わらって、すきっていって。
わたしもかなり驚いていたけど、美夜ちゃんもずいぶん驚いているようだった。大きな瞳がさらにまんまるに見開いている。
「……なーに、あんたもいるわけ、好きなひと」
「いるよ。まあ、相手には奥さんがいるんだけどさ」
「ええっ!?」
そんな話はいっさい聞いていないんだけど!?
「ごめん、あんこにも言ってなかったね。でも、なんとなく言えなくて」
えっちゃんが少し申し訳なさそうに笑った。
ダメだなあ、わたし。ずっと自分のことばっかりで、えっちゃんの話を聞いてあげる余裕すらなかったのか。情けない。

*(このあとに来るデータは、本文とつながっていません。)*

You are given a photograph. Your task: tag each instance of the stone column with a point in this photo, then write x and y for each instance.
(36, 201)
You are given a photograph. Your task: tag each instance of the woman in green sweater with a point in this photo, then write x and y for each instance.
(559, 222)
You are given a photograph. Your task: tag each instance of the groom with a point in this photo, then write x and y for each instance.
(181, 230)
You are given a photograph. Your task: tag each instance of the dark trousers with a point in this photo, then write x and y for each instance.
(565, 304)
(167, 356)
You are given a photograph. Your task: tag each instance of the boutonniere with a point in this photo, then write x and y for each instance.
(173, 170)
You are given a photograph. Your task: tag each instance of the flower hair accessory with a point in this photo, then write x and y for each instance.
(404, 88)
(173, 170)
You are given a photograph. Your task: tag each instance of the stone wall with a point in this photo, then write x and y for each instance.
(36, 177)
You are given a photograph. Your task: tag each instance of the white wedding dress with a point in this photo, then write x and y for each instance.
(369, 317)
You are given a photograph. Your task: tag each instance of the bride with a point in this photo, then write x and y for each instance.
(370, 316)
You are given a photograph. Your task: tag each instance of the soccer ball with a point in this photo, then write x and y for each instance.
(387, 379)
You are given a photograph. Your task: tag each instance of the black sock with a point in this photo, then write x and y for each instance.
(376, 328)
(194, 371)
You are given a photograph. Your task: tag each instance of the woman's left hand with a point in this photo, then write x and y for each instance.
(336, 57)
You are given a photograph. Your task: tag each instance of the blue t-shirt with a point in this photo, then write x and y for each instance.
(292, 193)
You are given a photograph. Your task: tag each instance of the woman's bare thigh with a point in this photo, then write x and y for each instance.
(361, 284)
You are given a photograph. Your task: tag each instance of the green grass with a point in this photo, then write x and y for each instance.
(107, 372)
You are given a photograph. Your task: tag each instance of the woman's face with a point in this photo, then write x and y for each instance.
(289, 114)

えっちゃんも苦しい片想いをしていたなんて、全然気付かなかったよ。ごめんね。
「ふうん。エリコだっけ、あんた性格悪そうだけど、ちょっと気合うかもって思った、いま。ちょっとだけ」
「奇遇。あたしも同じこと思ってた」
「まあ性格はすっごーく悪そうだけどねー」
「あんただけには言われたくないけどねえ」
いやはや、もう、美人の世界というのはよく分からないな。仲良くなれるのか、そうじゃないのか、いったいなんなのか。
わたしは、えっちゃんも、美夜ちゃんも、すごく素敵な女の子だと思う。性格が悪いなんてとんでもない。
「ねえ、また今度さ、3人でパンケーキ食べようね」
まだまだ問題は山積みだけど。それでも、また気の強すぎる美人さんふたりとパンケーキを食べながら、恋の話がしたいよ。
そのときはみんな、素敵なひとと素敵な恋愛をできているといいな。……わたしは、本城くんのこと、話せているかなあ。